L’accepter avec la sagesse du Christ permet de faire grandir le blé, de circonscrire l’ivraie, et même d’en faire quelque chose d’utile.

 

1ère lecture : La patience du Tout-Puissant (Sg 12, 13.16-19)
Lecture du livre de la Sagesse
Il n’y a pas de Dieu en dehors de toi, Seigneur, toi qui prends soin de toute chose, et montres ainsi que tes jugements ne sont pas injustes.
Ta force est à l’origine de ta justice, et ta domination sur toute chose te rend patient envers toute chose.

Il montre sa force, l’homme dont la puissance est discutée, et ceux qui la bravent sciemment, il les réprime.

Tandis que toi, Seigneur, qui disposes de la force, tu juges avec indulgence, tu nous gouvernes avec beaucoup de ménagement, car tu n’as qu’à vouloir pour exercer ta puissance.
Par ton exemple tu as enseigné à ton peuple que le juste doit être humain, et tu as pénétré tes fils d’une belle espérance : à ceux qui ont péché tu accordes la conversion.

Psaume : Ps 85, 5-6, 9ab.10, 15-16ab

R/ Toi qui est bon et qui pardonnes, écoute-moi mon Dieu !

Toi qui es bon et qui pardonnes,
plein d’amour pour tous ceux qui t’appellent,
écoute ma prière, Seigneur,
entends ma voix qui te supplie.

Toutes les nations, que tu as faites,
viendront se prosterner devant toi,
car tu es grands et tu fais des merveilles,
toi, Dieu, le seul.

Toi, Seigneur, Dieu de tendresse et de pitié, 
lent à la colère, plein d’amour et de vérité,
regarde vers moi, 
prends pitié de moi.

2ème lecture : C’est l’Esprit Saint qui nous fait prier (Rm 8, 26-27)

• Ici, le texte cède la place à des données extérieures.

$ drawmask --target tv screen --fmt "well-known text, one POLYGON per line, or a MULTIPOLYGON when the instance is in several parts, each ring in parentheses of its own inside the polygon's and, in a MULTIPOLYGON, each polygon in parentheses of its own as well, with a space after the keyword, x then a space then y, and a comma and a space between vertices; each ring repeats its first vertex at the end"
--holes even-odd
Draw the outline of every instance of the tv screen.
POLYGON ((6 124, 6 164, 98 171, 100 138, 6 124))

Lecture de la lettre de saint Paul Apôtre aux Romains

Frères,
l’Esprit Saint vient au secours de notre faiblesse, car nous ne savons pas prier comme il faut. L’Esprit lui-même intervient pour nous par des cris inexprimables.
Et Dieu, qui voit le fond des c?urs, connaît les intentions de l’Esprit : il sait qu’en intervenant pour les fidèles, l’Esprit veut ce que Dieu veut.

Evangile : Les paraboles du Royaume. L’ivraie – La graine de moutarde et le levain (brève : 24-30) (Mt 13, 24-43)

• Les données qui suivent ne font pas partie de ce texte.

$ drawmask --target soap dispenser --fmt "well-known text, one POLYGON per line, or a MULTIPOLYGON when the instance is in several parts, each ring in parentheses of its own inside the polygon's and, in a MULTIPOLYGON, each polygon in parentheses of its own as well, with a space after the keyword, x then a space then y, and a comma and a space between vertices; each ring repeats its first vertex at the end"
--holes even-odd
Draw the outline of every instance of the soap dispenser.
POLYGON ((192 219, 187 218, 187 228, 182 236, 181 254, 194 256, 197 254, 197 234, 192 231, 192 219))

Acclamation : Alléluia. Alléluia. Tu es béni, Dieu notre Père, Seigneur de l’univers, toi qui révèles aux petits les mystères du Royaume !Alléluia. (cf. Mt 11, 25)
Évangile de Jésus Christ selon saint Matthieu

Jésus proposa cette parabole à la foule :
« Le Royaume des cieux est comparable à un homme qui a semé du bon grain dans son champ.
Or, pendant que les gens dormaient, son ennemi survint ; il sema de l’ivraie au milieu du blé et s’en alla.
Quand la tige poussa et produisit l’épi, alors l’ivraie apparut aussi.
Les serviteurs du maître vinrent lui dire : ‘Seigneur, n’est-ce pas du bon grain que tu as semé dans ton champ ? D’où vient donc qu’il y a de l’ivraie ?’
Il leur dit : ‘C’est un ennemi qui a fait cela.’ Les serviteurs lui disent : ‘Alors, veux-tu que nous allions l’enlever ?’
Il répond : ‘Non, de peur qu’en enlevant l’ivraie, vous n’arrachiez le blé en même temps.
Laissez-les pousser ensemble jusqu’à la moisson ; et, au temps de la moisson, je dirai aux moissonneurs : Enlevez d’abord l’ivraie, liez-la en bottes pour la brûler ; quant au blé, rentrez-le dans mon grenier.’ »
Il leur proposa une autre parabole :
« Le Royaume des cieux est comparable à une graine de moutarde qu’un homme a semée dans son champ.
C’est la plus petite de toutes les semences, mais, quand elle a poussé, elle dépasse les autres plantes potagères et devient un arbre, si bien que les oiseaux du ciel font leurs nids dans ses branches. »
Il leur dit une autre parabole : « Le Royaume des cieux est comparable à du levain qu’une femme enfouit dans trois grandes mesures de farine, jusqu’à ce que toute la pâte ait levé. »
Tout cela, Jésus le dit à la foule en paraboles, et il ne leur disait rien sans employer de paraboles, accomplissant ainsi la parole du prophète : C’est en paraboles que je parlerai, je proclamerai des choses cachées depuis les origines.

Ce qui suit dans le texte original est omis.